In Transcending the Talented Tenth, Joy James provocatively examines African American intellectual responses to racism and the role of elitism, sexism and anti-radicalism in black leadership politics throughout history. She begins with Du Bois' construction of "the Talented Tenth" as an elite leadership of race managers and takes us through the lives and work of radical women in the anti-lynching crusades, the civil rights and black liberation movements, as well as explores the contemporary struggles among black elites in academe.
Joy James is the John B. and John T. McCoy Presidential Professor of Humanities and College Professor in Political Science at Williams College. She is the author of Resisting State Violence: Radicalism, Gender, and Race in U.S. Culture, and her edited works on incarceration and human rights include States of Confinement: Policing, Detention, and Prisons and Imprisoned Intellectuals: America's Political Prisoners Write on Life, Liberation, and Rebellion.

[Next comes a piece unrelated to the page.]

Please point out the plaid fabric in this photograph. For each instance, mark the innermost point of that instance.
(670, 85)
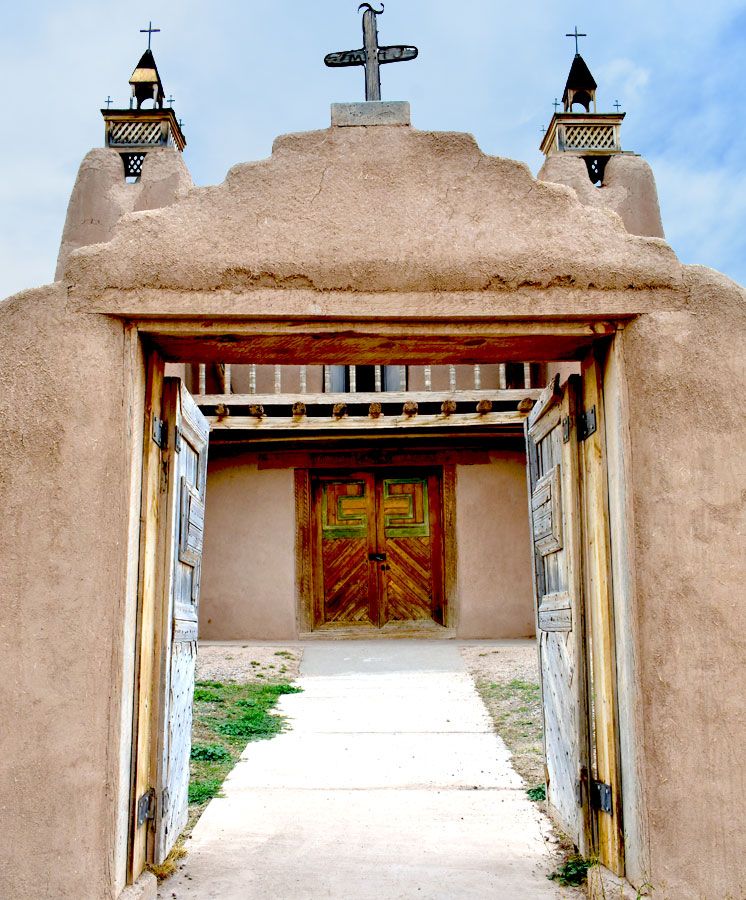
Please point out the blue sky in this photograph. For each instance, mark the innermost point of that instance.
(242, 73)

Another phenomenal collection here from Dr. Joy James. I learned a lot about Du Bois, his evolution from his construction of the Talented Tenth to his class-based refutation of it years later, but also about the current state of Black leadership and the revival of the Tenth in modern American politics. It's unsparing, well-researched, and urgent in its critique of elitism and intellectualism as they relate to the academy and social movements.